この麺は食べた時より、食べ終わってから何故か後を引きます。
なんでしょうね。
ちょっと不思議ですがよくできていると感心。
特徴をドカドカ前面に出すよりこういうバランス系のが難しいものです。
ワンタン麺。
後に気が付いたのですが、ワンタンの具は餃子の具とかなり近いものではないかと。
このチャーシューはよくできていますね。
バラのような重さもなく、適度な噛みごたえと肉の旨みがあり。
味玉は・・・特別なものではなく平凡。
ギョーザ(にんにく無し)
予想を裏切られるまさかの丸餃子。
餃子というよりは焼き小籠包的。
違うのはかなりもっちりとした厚みのある皮。
ご主人はまるで独り言のように「温度は94℃!」「96℃、火を止めて」を何度も繰り返し、そして細やかに調節をしています。
そう、実際に温度計が寸胴に入っているからです。
スープを丼に注ぎ入れる直前に、まるで儀式のようにいったん持ち上げたスープを再び高い位置からスープを戻します。
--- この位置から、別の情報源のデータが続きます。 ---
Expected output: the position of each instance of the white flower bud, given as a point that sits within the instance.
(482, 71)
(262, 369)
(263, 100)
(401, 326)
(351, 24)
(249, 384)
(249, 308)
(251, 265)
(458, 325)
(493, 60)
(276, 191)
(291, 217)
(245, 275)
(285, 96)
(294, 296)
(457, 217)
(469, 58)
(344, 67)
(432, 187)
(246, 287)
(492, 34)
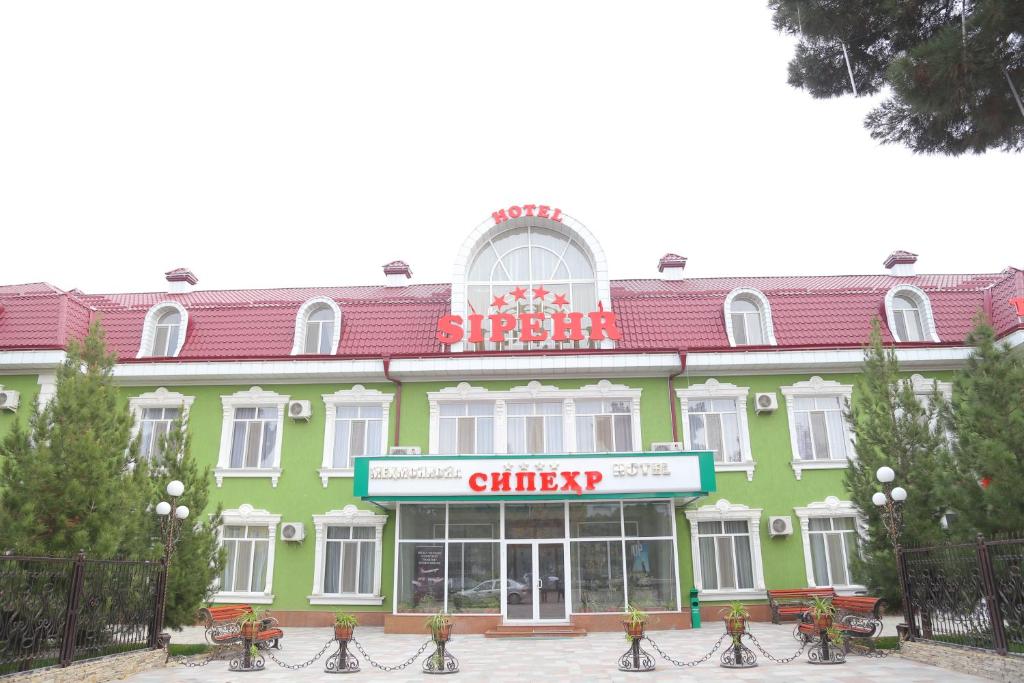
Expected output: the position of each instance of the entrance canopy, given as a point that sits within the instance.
(678, 475)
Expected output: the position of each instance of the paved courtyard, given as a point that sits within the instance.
(589, 658)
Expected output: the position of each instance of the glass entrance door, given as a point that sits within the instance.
(535, 586)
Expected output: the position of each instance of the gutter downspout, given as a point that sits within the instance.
(672, 393)
(397, 396)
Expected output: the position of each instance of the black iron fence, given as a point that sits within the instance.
(970, 594)
(54, 611)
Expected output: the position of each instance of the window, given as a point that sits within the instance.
(466, 428)
(604, 426)
(251, 436)
(348, 557)
(535, 427)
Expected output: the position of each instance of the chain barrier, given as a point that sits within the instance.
(294, 667)
(377, 665)
(686, 664)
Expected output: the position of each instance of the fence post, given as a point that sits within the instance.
(991, 596)
(71, 615)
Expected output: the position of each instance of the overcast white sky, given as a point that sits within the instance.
(289, 143)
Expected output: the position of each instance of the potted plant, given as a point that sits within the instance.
(635, 623)
(735, 619)
(343, 626)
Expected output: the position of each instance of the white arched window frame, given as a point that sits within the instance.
(299, 343)
(764, 307)
(924, 304)
(486, 230)
(150, 329)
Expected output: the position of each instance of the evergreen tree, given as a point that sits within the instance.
(893, 427)
(985, 473)
(67, 482)
(954, 70)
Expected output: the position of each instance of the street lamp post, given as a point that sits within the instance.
(171, 517)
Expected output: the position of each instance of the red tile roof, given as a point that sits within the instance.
(807, 311)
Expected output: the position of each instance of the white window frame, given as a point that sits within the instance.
(534, 391)
(712, 389)
(161, 398)
(254, 397)
(828, 508)
(818, 388)
(301, 317)
(723, 511)
(924, 307)
(357, 395)
(247, 515)
(347, 516)
(767, 326)
(150, 329)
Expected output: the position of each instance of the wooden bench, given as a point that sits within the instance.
(792, 603)
(222, 627)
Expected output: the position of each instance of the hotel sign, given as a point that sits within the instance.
(535, 477)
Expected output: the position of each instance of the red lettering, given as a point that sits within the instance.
(501, 481)
(524, 481)
(500, 324)
(568, 327)
(602, 323)
(531, 327)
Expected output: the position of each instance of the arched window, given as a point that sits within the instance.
(909, 314)
(317, 328)
(748, 318)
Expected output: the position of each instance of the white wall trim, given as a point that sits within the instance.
(150, 329)
(254, 397)
(299, 340)
(357, 395)
(924, 304)
(715, 389)
(347, 516)
(767, 325)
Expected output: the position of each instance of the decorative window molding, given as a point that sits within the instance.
(714, 389)
(247, 515)
(724, 511)
(767, 325)
(357, 395)
(830, 507)
(919, 296)
(150, 329)
(817, 387)
(299, 343)
(530, 392)
(348, 516)
(254, 397)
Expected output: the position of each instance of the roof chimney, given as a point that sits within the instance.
(180, 280)
(900, 263)
(397, 272)
(672, 266)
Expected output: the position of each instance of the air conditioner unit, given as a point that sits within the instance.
(780, 525)
(293, 531)
(765, 402)
(8, 399)
(300, 410)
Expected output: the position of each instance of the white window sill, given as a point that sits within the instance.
(744, 466)
(271, 473)
(334, 473)
(346, 599)
(800, 465)
(248, 598)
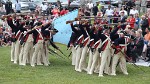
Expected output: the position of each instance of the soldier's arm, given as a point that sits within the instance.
(10, 23)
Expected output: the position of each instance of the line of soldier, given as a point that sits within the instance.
(105, 47)
(30, 39)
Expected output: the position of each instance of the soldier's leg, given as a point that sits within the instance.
(44, 58)
(17, 51)
(26, 53)
(95, 57)
(83, 59)
(12, 51)
(21, 55)
(97, 65)
(90, 61)
(114, 63)
(39, 57)
(37, 47)
(105, 55)
(31, 52)
(78, 55)
(107, 65)
(73, 50)
(123, 65)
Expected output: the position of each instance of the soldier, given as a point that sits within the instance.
(17, 35)
(28, 43)
(97, 44)
(85, 30)
(71, 43)
(38, 41)
(120, 45)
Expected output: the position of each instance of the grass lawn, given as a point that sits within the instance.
(62, 72)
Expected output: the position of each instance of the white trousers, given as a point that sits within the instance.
(21, 55)
(90, 61)
(121, 57)
(73, 50)
(78, 55)
(17, 51)
(12, 51)
(38, 47)
(105, 61)
(94, 62)
(82, 63)
(28, 52)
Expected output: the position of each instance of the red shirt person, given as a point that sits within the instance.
(64, 11)
(131, 21)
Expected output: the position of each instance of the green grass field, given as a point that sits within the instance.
(62, 72)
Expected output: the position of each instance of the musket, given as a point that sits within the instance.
(55, 53)
(61, 52)
(128, 59)
(98, 17)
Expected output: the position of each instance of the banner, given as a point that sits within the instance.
(64, 34)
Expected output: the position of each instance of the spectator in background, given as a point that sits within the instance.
(87, 12)
(122, 10)
(131, 21)
(137, 21)
(143, 6)
(49, 9)
(8, 7)
(103, 10)
(146, 43)
(59, 5)
(95, 9)
(133, 11)
(115, 14)
(130, 4)
(144, 24)
(99, 5)
(18, 7)
(90, 5)
(109, 14)
(1, 37)
(44, 8)
(2, 9)
(55, 12)
(64, 11)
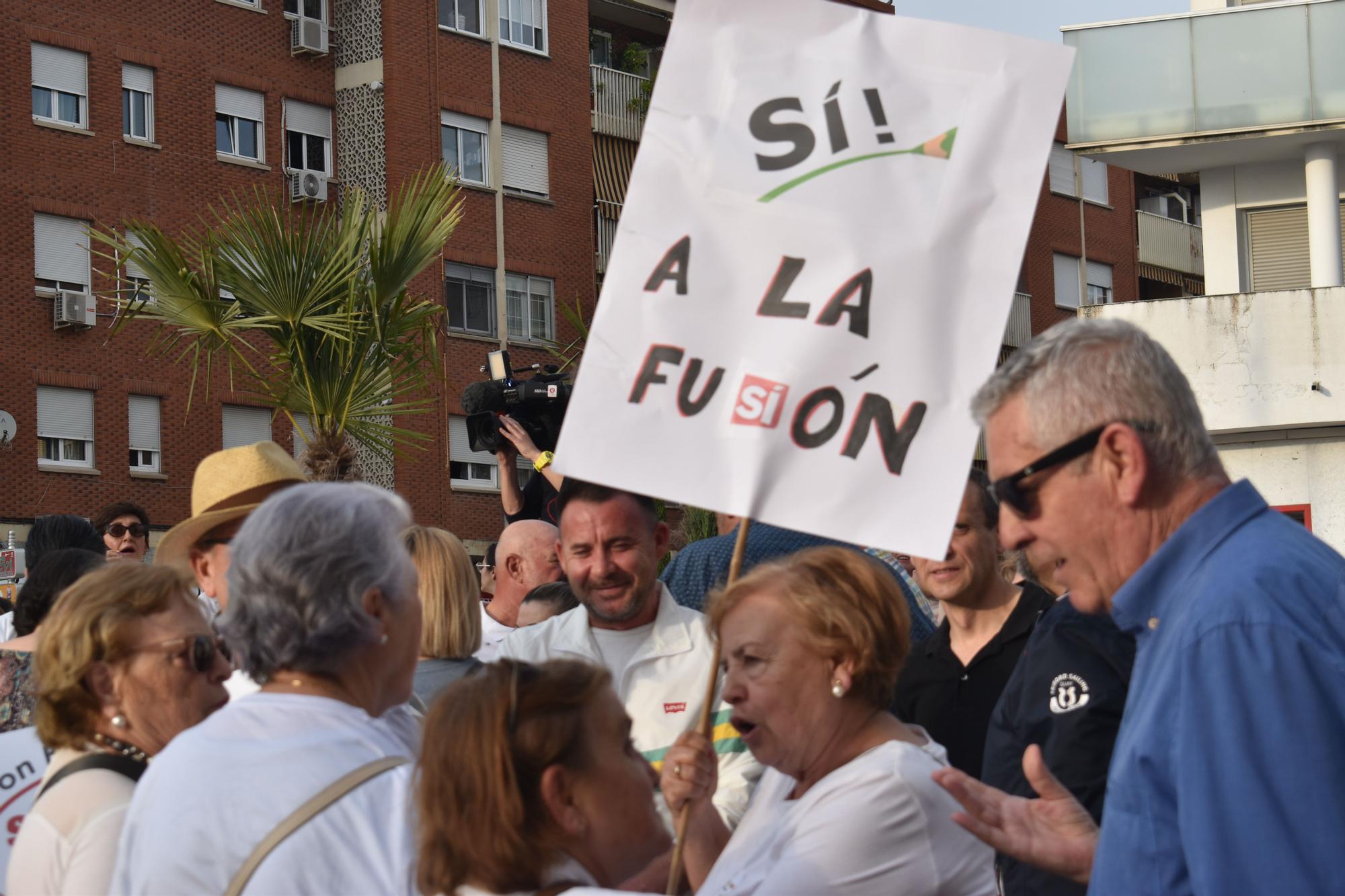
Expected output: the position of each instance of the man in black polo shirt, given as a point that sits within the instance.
(953, 678)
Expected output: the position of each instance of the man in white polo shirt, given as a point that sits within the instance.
(525, 559)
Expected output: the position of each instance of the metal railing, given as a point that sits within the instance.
(606, 231)
(619, 101)
(1171, 244)
(1019, 330)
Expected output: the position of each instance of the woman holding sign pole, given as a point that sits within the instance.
(812, 647)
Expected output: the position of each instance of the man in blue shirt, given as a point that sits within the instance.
(1227, 775)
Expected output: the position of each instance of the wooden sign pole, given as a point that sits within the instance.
(708, 706)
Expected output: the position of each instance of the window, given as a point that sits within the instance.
(61, 253)
(524, 24)
(138, 103)
(463, 15)
(309, 136)
(475, 470)
(470, 295)
(245, 425)
(465, 146)
(1093, 175)
(525, 163)
(601, 49)
(309, 9)
(143, 416)
(60, 85)
(531, 307)
(65, 427)
(239, 122)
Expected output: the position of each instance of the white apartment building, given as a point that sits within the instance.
(1252, 99)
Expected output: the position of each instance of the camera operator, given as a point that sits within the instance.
(536, 499)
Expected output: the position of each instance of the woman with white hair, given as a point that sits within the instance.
(303, 787)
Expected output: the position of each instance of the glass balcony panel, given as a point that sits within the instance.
(1252, 68)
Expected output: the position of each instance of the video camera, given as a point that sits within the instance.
(537, 404)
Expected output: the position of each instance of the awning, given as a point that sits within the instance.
(613, 161)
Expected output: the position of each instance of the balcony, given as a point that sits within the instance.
(1211, 75)
(619, 101)
(1019, 331)
(1171, 244)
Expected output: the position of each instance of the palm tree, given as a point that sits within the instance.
(307, 310)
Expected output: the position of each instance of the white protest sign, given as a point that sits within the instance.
(814, 267)
(24, 762)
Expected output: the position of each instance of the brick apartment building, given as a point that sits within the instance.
(154, 110)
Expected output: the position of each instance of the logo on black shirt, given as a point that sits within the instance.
(1069, 692)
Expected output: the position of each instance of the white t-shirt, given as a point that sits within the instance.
(219, 788)
(493, 633)
(876, 825)
(69, 840)
(619, 647)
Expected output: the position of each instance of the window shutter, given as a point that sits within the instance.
(459, 448)
(61, 248)
(525, 161)
(143, 413)
(309, 119)
(1100, 275)
(239, 103)
(1062, 169)
(458, 120)
(65, 413)
(60, 69)
(1280, 256)
(245, 425)
(1067, 280)
(138, 79)
(1094, 177)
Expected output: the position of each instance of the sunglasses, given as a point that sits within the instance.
(201, 650)
(1009, 490)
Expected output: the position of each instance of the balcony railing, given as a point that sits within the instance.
(1019, 331)
(1171, 244)
(1223, 71)
(619, 103)
(606, 231)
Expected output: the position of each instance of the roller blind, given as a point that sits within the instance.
(458, 120)
(65, 413)
(138, 79)
(143, 413)
(60, 69)
(309, 119)
(239, 103)
(1062, 170)
(245, 425)
(1067, 280)
(525, 161)
(61, 248)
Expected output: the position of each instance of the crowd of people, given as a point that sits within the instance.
(1120, 678)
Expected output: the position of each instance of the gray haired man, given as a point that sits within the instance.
(1226, 774)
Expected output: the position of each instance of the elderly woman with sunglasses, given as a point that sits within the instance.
(126, 662)
(303, 787)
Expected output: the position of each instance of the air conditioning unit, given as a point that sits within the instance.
(75, 309)
(309, 36)
(307, 185)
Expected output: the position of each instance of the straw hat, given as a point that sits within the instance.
(229, 485)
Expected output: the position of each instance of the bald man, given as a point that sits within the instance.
(525, 559)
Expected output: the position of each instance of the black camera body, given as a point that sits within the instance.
(537, 404)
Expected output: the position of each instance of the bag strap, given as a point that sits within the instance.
(321, 801)
(126, 766)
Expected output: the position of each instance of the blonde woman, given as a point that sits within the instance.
(451, 598)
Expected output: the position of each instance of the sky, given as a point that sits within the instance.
(1039, 19)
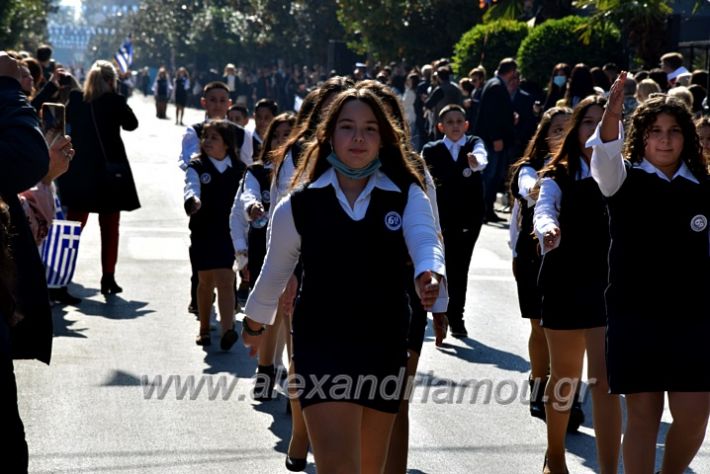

なんだか澱を残さず、そして空気に触れさせるワインのデカンタのよう。
私の感じ方ですが・・・
ちょっとだけ後半のスープが力を失うような気がしました。
煮干しの香りに慣れた以降、今度はスープの一番力強いガラの味が引き立てばまさしく飲み干す力添えになるのですが。
飲み干した人だけにもらえるサービス券。